Data Recoveries | DB2 for z/OS Version 8 DBA Certification Guide

In order to ensure that it is possible to recover to a point in time when everything is consistent and in sync, a point of consistency, or a common quiesce point, must be established. This point of consistency is to establish a recovery set so that related objects will be recovered to a consistent point in time.

A point of consistency is established by executing the QUIESCE utility, which "quiets" the system and writes to the log the time during which there was no activity and everything was in sync. The utility does this by waiting for current units of work to complete and prevents any new ones from beginning. When the last unit of work has completed, a quiesce point is established. This point is recorded for each table space and index space in a recovery set by recording the START_RBA of the quiesce point in SYSIBM.SYSCOPY. This row will also have an ICTYPE of Q. These objects have a common point to which they can recover.

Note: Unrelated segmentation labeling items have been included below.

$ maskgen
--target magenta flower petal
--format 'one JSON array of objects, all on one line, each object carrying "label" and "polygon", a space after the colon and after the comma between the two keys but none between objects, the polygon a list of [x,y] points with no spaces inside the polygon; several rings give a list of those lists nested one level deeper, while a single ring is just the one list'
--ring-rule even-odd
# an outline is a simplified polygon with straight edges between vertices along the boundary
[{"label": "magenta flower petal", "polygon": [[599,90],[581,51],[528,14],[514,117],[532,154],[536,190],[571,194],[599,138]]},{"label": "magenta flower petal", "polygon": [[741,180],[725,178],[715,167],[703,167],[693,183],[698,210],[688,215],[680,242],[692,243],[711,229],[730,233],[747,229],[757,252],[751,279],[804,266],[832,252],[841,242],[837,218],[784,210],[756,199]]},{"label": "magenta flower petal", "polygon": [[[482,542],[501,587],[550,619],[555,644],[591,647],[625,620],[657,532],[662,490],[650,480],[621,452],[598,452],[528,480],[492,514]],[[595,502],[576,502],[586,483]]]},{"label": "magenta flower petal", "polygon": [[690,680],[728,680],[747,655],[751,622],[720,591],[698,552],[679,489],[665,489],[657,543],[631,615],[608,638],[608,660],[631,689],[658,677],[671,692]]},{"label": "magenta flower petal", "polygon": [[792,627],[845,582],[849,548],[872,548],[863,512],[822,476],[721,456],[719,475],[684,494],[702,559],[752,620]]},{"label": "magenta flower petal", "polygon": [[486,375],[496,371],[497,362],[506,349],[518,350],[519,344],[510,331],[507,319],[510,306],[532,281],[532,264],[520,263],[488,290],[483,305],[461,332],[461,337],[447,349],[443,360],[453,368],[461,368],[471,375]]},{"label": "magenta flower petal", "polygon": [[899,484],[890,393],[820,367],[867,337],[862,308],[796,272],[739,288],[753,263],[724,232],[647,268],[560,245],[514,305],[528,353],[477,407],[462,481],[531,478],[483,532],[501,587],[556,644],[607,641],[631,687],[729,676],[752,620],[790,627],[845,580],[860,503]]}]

You determine which objects will be together in establishing this common point by using the TABLESPACESET keyword on the QUIESCE utility. You can also specify particular partitions of a partitioned table space:

 QUIESCE TABLESPACESET          TABLESPACE dbname1.tsname1          TABLESPACE dbname2.tsname2

NOTE

By specifying WRITE YES, the default, you can ensure that all changed pages of the table spaces are written to disk.

NOTE

QUIESCE will drain the table spaces one by one. In a system that is heavily updated and long-running units of recovery can be in the way, the QUIESCE utility can cause a serious outage because it will keep the table spaces that it was able to drain locked, causing SQL to fail.

Another way to establish a consistent point for your data is to establish a copy set. If you perform a single copy of multiple objects using the COPY utility with SHRLEVEL REFERENCE, the objects will have the same START_RBA value, which will create a recovery copy set.

Planning for Recovery

Report Recovery Utility

This utility provides information that can help plan for recovery:

Recovery history from SYSIBM.SYSCOPY
Log ranges from SYSIBM.SYSLGRNX
VOL-SER numbers of archive logs and BSDS
VOL-SER numbers of image copy data sets

The information from the REPORT RECOVERY utility helps you identify what image copies, active logs and archive logs are needed to recover a table space.

Fast Log Apply

The RECOVER utility can use either a standard log-apply process during recoveries or a fast log apply (FLA). Normal use is the standard log-apply process, but the FLA process can be used if it has been enabled.

The FLA process is enabled if a nonzero value for the size of the log-apply storage resides in the DBM1 address space. This is the DSNZPARM LOGAPSTG set on the DSNTIPL installation panel.

The FLA process will use two buffers, known as FLA buffers. One buffer is for reading the log records, and the other is used for applying the log records to the table space or index space. When the read buffer fills, the pages are sorted and then applied, making this now the write buffer, and the older write buffer becomes the new read buffer and begins to fill. These two buffers continue this flipping process until all the records have been read and applied.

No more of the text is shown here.